# Abdominal slings



## mygym-mytemple (Jun 8, 2012)

Been looking at getting pair of these abb slings,

Anyone used them?

Any recommendations?

Do you have much weight/stress on shoulders?


----------



## mygym-mytemple (Jun 8, 2012)

Like this

http://m.youtube.com/results?q=ab%20sling&oq=ab%20sling&gs_l=youtube-reduced.3..0l4.1495.6418.0.9977.8.6.0.2.2.0.110.550.4j2.6.0....0...1ac.1.23.youtube-reduced..0.8.578.4c4g58Bgk0Y#/watch?v=-0-dNLs8_Ig


----------



## mygym-mytemple (Jun 8, 2012)

No one ever used one?


----------



## Paz1982 (Dec 16, 2012)

whats the difference with just hanging leg raises ?


----------



## mygym-mytemple (Jun 8, 2012)

Paz1982 said:


> whats the difference with just hanging leg raises ?

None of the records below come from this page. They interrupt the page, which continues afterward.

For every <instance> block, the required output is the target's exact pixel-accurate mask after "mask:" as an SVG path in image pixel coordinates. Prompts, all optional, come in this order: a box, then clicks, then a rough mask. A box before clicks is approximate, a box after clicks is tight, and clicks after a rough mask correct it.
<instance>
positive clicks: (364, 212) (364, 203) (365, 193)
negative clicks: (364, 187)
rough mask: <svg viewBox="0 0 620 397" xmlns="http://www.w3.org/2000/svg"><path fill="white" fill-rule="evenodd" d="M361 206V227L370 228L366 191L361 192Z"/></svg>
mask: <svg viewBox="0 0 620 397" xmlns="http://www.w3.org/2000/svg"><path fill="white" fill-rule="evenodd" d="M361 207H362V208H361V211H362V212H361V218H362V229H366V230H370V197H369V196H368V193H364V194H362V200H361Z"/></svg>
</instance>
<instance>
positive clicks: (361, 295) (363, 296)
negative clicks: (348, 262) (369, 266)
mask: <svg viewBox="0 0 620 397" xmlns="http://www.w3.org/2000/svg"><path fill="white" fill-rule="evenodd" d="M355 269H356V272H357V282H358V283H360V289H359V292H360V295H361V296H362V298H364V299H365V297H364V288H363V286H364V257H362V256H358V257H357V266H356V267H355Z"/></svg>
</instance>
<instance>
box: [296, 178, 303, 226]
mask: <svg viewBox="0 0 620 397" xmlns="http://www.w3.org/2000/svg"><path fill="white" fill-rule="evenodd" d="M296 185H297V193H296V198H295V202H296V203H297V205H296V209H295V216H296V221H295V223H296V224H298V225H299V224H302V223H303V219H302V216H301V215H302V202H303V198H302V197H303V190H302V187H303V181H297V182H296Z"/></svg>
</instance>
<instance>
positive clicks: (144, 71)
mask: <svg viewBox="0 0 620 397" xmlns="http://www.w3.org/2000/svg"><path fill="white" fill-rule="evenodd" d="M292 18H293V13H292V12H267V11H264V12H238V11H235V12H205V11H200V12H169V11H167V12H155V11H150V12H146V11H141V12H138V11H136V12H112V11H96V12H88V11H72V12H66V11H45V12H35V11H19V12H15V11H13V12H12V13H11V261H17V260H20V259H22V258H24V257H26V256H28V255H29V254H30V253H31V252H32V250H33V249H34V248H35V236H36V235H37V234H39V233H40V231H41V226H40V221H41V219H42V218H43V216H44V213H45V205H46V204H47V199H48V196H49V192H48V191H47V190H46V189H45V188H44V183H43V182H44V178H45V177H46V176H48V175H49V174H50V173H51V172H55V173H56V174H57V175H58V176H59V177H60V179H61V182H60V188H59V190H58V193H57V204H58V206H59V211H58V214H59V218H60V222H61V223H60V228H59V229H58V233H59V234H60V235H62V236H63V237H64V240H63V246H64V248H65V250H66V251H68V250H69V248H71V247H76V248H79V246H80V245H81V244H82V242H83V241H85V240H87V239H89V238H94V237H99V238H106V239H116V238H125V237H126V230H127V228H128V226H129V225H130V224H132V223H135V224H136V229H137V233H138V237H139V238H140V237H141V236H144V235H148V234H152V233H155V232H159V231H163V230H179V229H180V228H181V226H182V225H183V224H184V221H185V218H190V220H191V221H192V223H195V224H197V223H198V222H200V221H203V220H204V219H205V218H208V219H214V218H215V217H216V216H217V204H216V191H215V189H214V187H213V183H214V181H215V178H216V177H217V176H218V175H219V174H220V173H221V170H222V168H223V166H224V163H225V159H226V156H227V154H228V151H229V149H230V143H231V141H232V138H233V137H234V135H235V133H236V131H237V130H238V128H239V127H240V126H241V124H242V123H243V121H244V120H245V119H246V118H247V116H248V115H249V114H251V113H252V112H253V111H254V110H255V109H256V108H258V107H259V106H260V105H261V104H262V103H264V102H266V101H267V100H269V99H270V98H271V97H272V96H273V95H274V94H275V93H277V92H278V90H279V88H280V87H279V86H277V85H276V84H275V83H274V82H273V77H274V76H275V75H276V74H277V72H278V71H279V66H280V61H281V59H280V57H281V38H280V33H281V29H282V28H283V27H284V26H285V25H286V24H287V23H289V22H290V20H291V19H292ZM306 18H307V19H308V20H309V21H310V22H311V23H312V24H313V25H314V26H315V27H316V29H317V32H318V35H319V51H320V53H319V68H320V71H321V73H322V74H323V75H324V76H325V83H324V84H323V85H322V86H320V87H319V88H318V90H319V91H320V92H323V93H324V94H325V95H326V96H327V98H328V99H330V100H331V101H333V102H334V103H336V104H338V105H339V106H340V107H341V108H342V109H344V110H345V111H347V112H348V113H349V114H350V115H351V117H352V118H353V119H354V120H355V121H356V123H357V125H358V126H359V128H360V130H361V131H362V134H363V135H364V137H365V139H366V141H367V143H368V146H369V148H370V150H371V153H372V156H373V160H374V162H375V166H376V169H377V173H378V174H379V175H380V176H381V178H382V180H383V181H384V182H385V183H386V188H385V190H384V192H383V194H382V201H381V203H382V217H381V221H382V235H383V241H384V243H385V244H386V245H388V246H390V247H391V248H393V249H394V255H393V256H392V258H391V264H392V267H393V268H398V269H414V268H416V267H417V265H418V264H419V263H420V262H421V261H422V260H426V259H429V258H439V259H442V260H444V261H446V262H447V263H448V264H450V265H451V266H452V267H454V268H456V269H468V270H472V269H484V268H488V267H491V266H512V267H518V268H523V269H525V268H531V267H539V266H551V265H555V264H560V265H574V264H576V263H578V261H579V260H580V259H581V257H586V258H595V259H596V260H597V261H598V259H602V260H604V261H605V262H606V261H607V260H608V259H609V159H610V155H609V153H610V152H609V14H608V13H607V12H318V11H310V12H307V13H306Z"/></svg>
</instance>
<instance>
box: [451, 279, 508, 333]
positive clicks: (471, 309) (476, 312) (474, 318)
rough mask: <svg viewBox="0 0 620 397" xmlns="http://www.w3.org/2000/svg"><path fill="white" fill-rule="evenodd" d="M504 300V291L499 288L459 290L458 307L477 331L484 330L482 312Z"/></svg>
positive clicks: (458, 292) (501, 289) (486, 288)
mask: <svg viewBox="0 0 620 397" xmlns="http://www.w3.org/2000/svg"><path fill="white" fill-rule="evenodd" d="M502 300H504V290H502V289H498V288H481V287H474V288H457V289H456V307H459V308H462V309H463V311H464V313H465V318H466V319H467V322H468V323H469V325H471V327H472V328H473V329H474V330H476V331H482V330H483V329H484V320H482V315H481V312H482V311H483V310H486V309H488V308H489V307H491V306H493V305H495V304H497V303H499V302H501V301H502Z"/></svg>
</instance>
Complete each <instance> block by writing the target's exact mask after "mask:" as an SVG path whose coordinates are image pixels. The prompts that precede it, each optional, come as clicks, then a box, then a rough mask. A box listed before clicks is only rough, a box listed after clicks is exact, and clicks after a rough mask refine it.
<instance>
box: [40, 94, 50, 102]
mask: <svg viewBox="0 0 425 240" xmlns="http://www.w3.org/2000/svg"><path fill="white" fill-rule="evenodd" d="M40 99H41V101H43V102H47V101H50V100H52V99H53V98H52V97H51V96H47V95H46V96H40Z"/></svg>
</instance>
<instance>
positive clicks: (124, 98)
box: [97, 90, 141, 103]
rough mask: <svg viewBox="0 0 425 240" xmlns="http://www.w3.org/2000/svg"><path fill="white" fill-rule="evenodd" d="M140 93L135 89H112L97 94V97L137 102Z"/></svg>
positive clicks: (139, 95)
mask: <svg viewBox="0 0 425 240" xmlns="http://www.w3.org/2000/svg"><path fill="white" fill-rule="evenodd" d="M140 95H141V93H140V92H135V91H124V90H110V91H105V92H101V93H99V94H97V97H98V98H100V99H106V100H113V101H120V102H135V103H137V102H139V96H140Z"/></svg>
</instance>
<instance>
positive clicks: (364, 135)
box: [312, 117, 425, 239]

Hurts my shoulder, trying to rehab it so dont want to agrivate it.


----------



## Paz1982 (Dec 16, 2012)

mygym said:


> Hurts my shoulder, trying to rehab it so dont want to agrivate it.

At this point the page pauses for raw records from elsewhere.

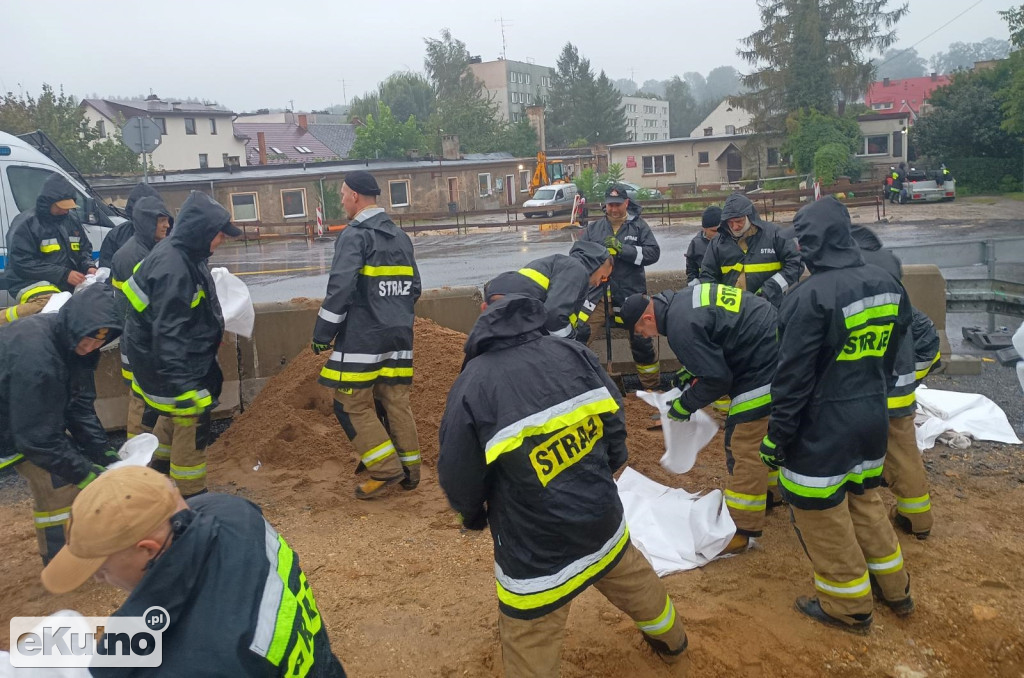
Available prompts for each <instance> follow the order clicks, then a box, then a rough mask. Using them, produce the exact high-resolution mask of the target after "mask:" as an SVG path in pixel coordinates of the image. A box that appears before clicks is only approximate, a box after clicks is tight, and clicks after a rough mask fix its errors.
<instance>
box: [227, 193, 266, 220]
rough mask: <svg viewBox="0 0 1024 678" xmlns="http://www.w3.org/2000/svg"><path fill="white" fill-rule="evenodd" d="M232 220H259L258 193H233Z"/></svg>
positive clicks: (231, 212)
mask: <svg viewBox="0 0 1024 678" xmlns="http://www.w3.org/2000/svg"><path fill="white" fill-rule="evenodd" d="M231 221H259V198H258V197H257V196H256V194H254V193H232V194H231Z"/></svg>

ive never used them so not sure how much stress they'd put on your shoulders. they doo look quite comfortable though :thumbup1:


----------



## mygym-mytemple (Jun 8, 2012)

Paz1982 said:


> ive never used them so not sure how much stress they'd put on your shoulders. they doo look quite comfortable though :thumbup1:


Around £20 so may try some, dont train abbs much so this may give me a kick


----------



## Robbie (Dec 31, 2007)

There's still gonna be stress on your shoulder. Just pick another exercise where you're not hanging!


----------



## Paz1982 (Dec 16, 2012)

mygym said:


> Around £20 so may try some, dont train abbs much so this may give me a kick


I sometimes do weighted crunches on the mrs' swiss ball, they seem pretty good when I can be bothered to do them :whistling:


----------



## Dark Prowler (Jun 20, 2013)

I own a pair of Body-Solid "Gut Blaster" ab slings. Very heavy duty and very comfortable. I hang them off my pull-up bar, and haven't experienced any shoulder issues either whilst or after using them. Highly recommended piece of kit, and are great to use after a day of heavy spinal compression.


----------



## mygym-mytemple (Jun 8, 2012)

Dark Prowler said:



> I own a pair of Body-Solid "Gut Blaster" ab slings. Very heavy duty and very comfortable. I hang them off my pull-up bar, and haven't experienced any shoulder issues either whilst or after using them. Anyway, highly recommended piece of kit, and are great to use after a day of heavy spinal compression.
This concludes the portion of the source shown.